Históricamente, nos han vendido la idea de que la política es un ejercicio de martirio. En Popayán, como en gran parte del país, la narrativa dominante dicta que el liderazgo exige un sacrificio constante, una resistencia que no admite pausa y una reactividad que prioriza el ruido sobre la reflexión. Se nos ha enseñado que para ser un “buen líder” hay que vivir al límite, confundiendo el compromiso real con el desgaste absoluto. Sin embargo, es hora de cuestionar esta premisa: ¿cómo pretendemos sanar una sociedad si los encargados de liderarla están emocionalmente rotos?
La participación ciudadana en nuestra ciudad ha crecido, especialmente entre jóvenes y adultos que buscan conectar con sus comunidades. Pero muchos de estos procesos nacen bajo una paradoja peligrosa: la creencia de que el cambio social requiere, necesariamente, la anulación del individuo. En este escenario, el autocuidado se percibe erróneamente como un acto de egoísmo o desinterés, cuando en realidad es la base de la corresponsabilidad.
El experimento del ratón y la política del reclamo
Hemos caído en una especie de “experimento del ratón detrás del olor”. La política se ha vuelto transaccional y dependiente. Si no hay un beneficio inmediato o una recompensa, la movilización se detiene. Esta dependencia ha generado líderes que no proyectan comunidades autogestionadas, sino seguidores condicionados.
A esto se suma la cultura del “cacareo”: esa necesidad de gritar y figurar, ahora potenciada por la inmediatez de las redes sociales. Muchos nuevos liderazgos se construyen desde la urgencia y la indignación constante. Si bien la queja es un derecho, la política que solo sabe reclamar pero no concertar termina siendo agresiva y, a largo plazo, insostenible. Se prefiere la “malo conocido” —la crítica destructiva— porque es lo que parece funcionar en el algoritmo y en la plaza pública.

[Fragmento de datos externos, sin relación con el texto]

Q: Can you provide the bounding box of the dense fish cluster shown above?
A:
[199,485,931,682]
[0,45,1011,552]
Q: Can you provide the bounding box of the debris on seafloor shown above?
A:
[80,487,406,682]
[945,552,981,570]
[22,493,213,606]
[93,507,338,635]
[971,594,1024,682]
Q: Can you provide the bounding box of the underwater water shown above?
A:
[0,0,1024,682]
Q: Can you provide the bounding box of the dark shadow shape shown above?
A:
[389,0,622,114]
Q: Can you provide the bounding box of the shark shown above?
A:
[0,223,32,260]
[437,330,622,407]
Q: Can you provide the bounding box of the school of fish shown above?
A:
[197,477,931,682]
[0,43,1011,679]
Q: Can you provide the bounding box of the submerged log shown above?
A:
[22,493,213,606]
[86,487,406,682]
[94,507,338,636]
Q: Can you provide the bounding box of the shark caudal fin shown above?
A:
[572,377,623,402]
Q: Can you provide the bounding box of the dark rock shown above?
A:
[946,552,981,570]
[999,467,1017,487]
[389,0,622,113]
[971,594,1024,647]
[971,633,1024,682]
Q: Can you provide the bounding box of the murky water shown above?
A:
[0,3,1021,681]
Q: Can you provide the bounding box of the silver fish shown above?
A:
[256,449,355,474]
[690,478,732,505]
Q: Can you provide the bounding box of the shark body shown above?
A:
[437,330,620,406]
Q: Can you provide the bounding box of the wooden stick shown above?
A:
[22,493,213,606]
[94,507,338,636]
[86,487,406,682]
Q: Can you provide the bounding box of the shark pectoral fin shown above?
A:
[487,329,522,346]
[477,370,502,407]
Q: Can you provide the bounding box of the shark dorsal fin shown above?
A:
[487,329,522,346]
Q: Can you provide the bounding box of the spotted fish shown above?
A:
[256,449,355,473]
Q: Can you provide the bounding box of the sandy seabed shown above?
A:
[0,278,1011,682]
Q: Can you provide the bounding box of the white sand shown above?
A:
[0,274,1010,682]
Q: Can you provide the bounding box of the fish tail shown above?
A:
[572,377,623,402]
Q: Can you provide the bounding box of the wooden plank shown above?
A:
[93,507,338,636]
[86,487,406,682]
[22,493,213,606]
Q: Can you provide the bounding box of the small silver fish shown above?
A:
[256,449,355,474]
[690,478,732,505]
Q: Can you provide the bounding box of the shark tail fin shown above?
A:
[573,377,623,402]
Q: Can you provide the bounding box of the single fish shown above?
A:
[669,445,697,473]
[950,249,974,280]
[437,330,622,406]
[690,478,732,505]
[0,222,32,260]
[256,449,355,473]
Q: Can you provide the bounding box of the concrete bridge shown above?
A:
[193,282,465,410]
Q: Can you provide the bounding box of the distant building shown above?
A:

Hacia un liderazgo integral y sostenible
El verdadero reto para Popayán no es solo aumentar la participación cuantitativa, sino cualitativa. Necesitamos transformar el rol del líder. Un líder político o social debe ser un ser humano integral, alguien que tenga la capacidad de estar emocionalmente disponible para su familia y para sí mismo, no solo alguien que sea “políticamente activo”.
“No hay coherencia en un proceso social que predica bienestar mientras sus actores se destruyen en el camino.”
Cuidarse es un acto político porque rompe con el ciclo de la violencia y el desgaste. Cuidarse permite:
- Fomentar acuerdos: Solo quien tiene equilibrio emocional puede sentarse a negociar sin ver al otro como un enemigo a destruir.
- Tener criterio: El cansancio crónico nubla el juicio; el descanso y el cuidado personal lo agudizan.
- Sostener procesos: La política no debe ser una carrera de velocidad que nos deje exhaustos en una sola elección, sino una maratón de aliento largo.
Conclusión: La democracia del cuidado
Hablar de Colombia como “patrimonio de la vida” no debe ser un eslogan de campaña, sino una práctica cotidiana. En Popayán, cuidar nuestro patrimonio físico es vital, pero cuidar el patrimonio humano, nuestros líderes, nuestros jóvenes, nuestros vecinos, es urgente.
Debemos transitar hacia sistemas donde el cuidado mutuo y personal sea la norma. Permanecer en los procesos sin destruirnos es la única forma de garantizar una democracia sana e integral. Al final del día, el acto más revolucionario que podemos ejercer en medio de tanta tensión social es, precisamente, el derecho a estar bien para poder construir con otros. Cuidarse no es retirarse de la lucha; es asegurarse de tener fuerza para ganarla.